Another family-run nursing home has announced that it will close due to high running costs, continuing the trend of small nursing home closures seen into this year.
Corrandulla Nursing Home, the 21-bed nursing home near Claregalway, opened in 1990 in a former monastery that dates back to the 1850s.
Higher energy costs were cited as the main reason for the closure of the Co Galway nursing home, which is owned and run by the Hayden family.
Tadhg Daly, chief executive of Nursing Homes Ireland, the representative body for private nursing homeowners, said that it was a “tragedy to see another small, family-run, community-based facility closing.”

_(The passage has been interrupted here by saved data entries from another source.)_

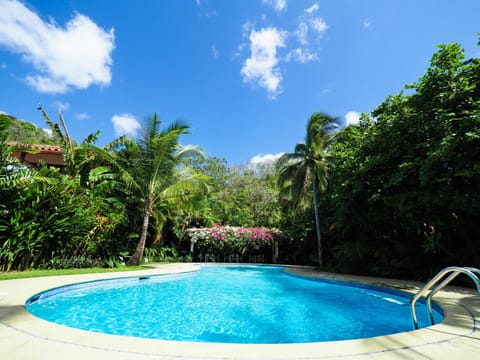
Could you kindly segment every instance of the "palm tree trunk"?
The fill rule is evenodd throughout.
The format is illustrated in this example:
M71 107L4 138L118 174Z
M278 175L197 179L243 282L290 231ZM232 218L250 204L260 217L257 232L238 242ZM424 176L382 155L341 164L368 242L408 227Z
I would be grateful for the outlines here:
M320 233L320 215L318 214L318 194L317 194L317 174L313 170L313 211L315 212L315 228L317 233L317 247L318 247L318 267L323 268L323 254L322 254L322 235Z
M148 232L148 223L150 221L150 200L147 199L145 204L145 212L143 213L143 225L142 225L142 235L140 236L140 240L138 240L137 248L135 252L128 260L127 265L138 265L140 264L140 260L142 260L143 252L145 251L145 243L147 240L147 232Z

He said the private nursing home sector had been calling on Government to address the “huge disconnect” between the fees set by Government under the Fair Deal subsidy scheme for nursing home care and the “incessant cost pressure” of providing high quality care.
Mr Daly said the difficulties facing nursing homes were “challenging and ongoing, unfortunately, with massive consequences for nursing homes and the wider health sector.”
Last year 18 small, privately run nursing homes announced they would be closing with the loss of 545 beds with most blaming increased energy and staff overheads and the cost of meeting higher regulatory expectations on their operations and properties.
Galway was badly hit by care facility closures with Oughterard Manor, Kiltormer and Castleturvin nursing homes all announcing their closures last year with the loss of 112 beds.
The Department of Health is exploring the possibility of continuing a funding scheme introduced in November to help nursing homes cope with higher running costs.
It has been in talks with the Department of Public Expenditure and Reform to expand the scope of the temporary inflation payment scheme (Tips), the €10 million scheme to help nursing homes reduce the cost of higher electricity and gas bills as a result of energy inflation.
Other measures, including an extension of a separate funding scheme to help nursing homes with costs relating to Covid-19 outbreaks known as the temporary assistance payment scheme (Taps), are also being considered for a sector struggling with rising running costs.